O peculiar de tal formulação foi dotar de particularidade o caráter de certos indivíduos caracterizados como tendenciosamente impulsivos. O que leva a se enfatizar mais os aspectos individuais da personalidade do que o contexto em que se verifica a ocorrência de tais comportamentos impulsivos.
A literatura pós-setenta apresenta uma reação que se opõe à generalidade na aplicação do termo, à idéia de que designa algo indesejável.
Desde então passou-se a valorizar o acting out como fonte de informação valiosa, como fenômeno que permite o acesso a uma forma especial de comunicação, como canal que expressa o surgimento de material novo no processo analítico.

segunda-feira, 8 de dezembro de 2008

Como a noção de acting out aparece nos escritos de Freud

Freud empregou o termo agieren (traduzido para o inglês como acting out) pela primeira vez em 1905, no caso Dora, num sentido técnico particular, em que destacava a relação desse termo com a situação transferencial, com a resistência e com a substituição da memória.
Ao relatar a interrupção precoce de Dora do tratamento, Freud conta que ela atuou uma parte de suas lembranças e fantasias ao invés de expressá-las com palavras no processo analítico. Ele escreve:
(...) “a transferência apanhou-me desprevenido, e, devido ao que havia de desconhecido em mim que a fazia lembrar-se de Herr K, ela vingou-se em mim como desejara vingar-se dele, abandonando-me do mesmo modo como se sentira abandonada e enganada por ele. Assim ela ‘atuou’ uma parte essencial de suas lembranças e fantasias, em vez de reproduzi-las no tratamento”.
Mais tarde, em 1914, Freud discorre em detalhes sobre este termo no texto Recordar Repetir e Elaborar, no qual ressalta seu entrelaçamento com a prática psicanalítica.
(...) “podemos dizer que o paciente não ‘recorda’ coisa alguma do que esqueceu e reprimiu, mas o expressa pela atuação ou ‘atua-o’ (‘acts it out’). Ele o reproduz não como lembrança, mas como ação: repete-o, sem, naturalmente, saber o que está repetindo”.
Neste pequeno trecho, Freud se refere a ações que o paciente pratica ao invés de recordar. Ele repete o que esqueceu e reprimiu ao reproduzir como ato, sem saber o que está repetindo. Esta é uma forma peculiar de recordar que aparece durante a análise.
Mas repetição não é o mesmo que acting out, embora neste se expresse uma modalidade de repetição.
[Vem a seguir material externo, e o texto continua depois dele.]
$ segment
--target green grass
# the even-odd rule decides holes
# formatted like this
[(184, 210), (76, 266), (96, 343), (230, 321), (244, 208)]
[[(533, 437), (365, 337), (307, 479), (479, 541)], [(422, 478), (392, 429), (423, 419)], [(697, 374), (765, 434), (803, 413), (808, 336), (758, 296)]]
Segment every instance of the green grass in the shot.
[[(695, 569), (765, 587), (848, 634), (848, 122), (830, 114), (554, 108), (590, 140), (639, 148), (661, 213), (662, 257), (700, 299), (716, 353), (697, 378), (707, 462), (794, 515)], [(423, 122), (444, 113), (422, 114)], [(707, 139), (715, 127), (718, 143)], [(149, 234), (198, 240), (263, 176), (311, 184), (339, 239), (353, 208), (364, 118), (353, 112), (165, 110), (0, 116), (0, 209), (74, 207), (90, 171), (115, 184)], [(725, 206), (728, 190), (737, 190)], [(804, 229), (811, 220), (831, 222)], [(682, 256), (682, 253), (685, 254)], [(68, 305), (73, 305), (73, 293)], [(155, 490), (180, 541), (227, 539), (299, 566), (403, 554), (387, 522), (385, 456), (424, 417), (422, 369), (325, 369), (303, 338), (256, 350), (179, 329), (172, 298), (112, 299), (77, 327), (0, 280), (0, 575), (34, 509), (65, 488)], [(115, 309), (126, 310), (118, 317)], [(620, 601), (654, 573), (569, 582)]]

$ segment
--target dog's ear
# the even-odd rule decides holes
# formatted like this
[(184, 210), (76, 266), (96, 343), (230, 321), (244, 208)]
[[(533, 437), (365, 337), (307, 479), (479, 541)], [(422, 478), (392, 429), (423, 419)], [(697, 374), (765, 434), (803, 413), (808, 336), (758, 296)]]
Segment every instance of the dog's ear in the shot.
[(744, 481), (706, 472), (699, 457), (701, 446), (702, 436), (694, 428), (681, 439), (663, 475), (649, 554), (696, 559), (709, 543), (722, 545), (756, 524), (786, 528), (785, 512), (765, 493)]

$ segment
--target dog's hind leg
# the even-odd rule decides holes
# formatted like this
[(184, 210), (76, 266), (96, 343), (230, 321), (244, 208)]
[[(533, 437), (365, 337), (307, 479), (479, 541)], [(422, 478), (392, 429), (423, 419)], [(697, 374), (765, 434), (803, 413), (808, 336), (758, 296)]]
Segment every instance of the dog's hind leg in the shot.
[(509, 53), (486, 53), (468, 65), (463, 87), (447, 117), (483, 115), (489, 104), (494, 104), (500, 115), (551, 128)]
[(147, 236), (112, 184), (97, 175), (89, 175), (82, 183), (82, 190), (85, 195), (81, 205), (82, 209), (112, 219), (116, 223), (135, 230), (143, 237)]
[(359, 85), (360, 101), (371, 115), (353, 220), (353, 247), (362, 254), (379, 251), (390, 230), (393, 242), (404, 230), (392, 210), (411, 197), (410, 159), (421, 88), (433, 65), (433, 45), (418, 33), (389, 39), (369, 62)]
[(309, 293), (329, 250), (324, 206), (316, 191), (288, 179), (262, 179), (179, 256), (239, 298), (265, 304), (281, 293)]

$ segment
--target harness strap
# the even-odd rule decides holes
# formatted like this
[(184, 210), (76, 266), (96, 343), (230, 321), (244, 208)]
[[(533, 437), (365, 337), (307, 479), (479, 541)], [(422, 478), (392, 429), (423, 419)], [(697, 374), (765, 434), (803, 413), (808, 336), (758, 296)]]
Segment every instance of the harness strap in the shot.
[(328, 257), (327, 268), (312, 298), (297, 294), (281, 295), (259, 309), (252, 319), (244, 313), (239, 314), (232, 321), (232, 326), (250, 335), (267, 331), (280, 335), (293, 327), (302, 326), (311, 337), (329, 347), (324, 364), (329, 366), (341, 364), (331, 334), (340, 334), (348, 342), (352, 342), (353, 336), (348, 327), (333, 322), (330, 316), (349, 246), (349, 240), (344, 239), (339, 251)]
segunda-feira, 1 de dezembro de 2008

Considerações sobre o exame pericial

Nas próximas postagens, vou tecer considerações sobre o exame pericial no contexto psiquiátrico-forense.
Estas reflexões são particularmente úteis para os profissionais que trabalham no sistema judiciário, além, é claro, de esclarecer especificidades conceituais para todas as pessoas que se interessam pelo tema.
Iniciarei o assunto introduzindo o significado da expressão acting out.

Não existe na língua portuguesa uma palavra que corresponda fielmente ao sentido literal contido no substantivo inglês acting out.
A expressão acting out, tal como usada no campo da psicanálise, consiste na tradução para o inglês das palavras alemães: agieren (verbo intransitivo, que significa to act, agir, atuar), e holdeln (to act, agir, atuar).
Existe uma confusão relacionada ao uso do termo que pode ser atribuída aos empregos originalmente feitos por Freud dessas palavras - agieren e holdeln - de mesmo significado, usadas em contextos diversos, e traduzidas para o inglês pela mesma expressão: acting out.
O verto to act significa atuar, funcionar, trabalhar; e em sentido figurado: fingir, simular. To act out significa a ação de uma pessoa representar ou manifestar em seu comportamento expresso um conteúdo psíquico, um sentimento, uma idéia, ou mesmo repetir um diálogo previamente decorado na encenação de um certo papel.
Na língua portuguesa, esses termos são traduzidos por atuação, palavra que se banalizou no uso excessivo e adquiriu conotações pejorativas.
Nos textos psicanalíticos, nota-se a preferência pela expressão inglesa, acting out. Esta alcançou consagração com os estudos de Lacan, transmitidos sob a forma de seminários.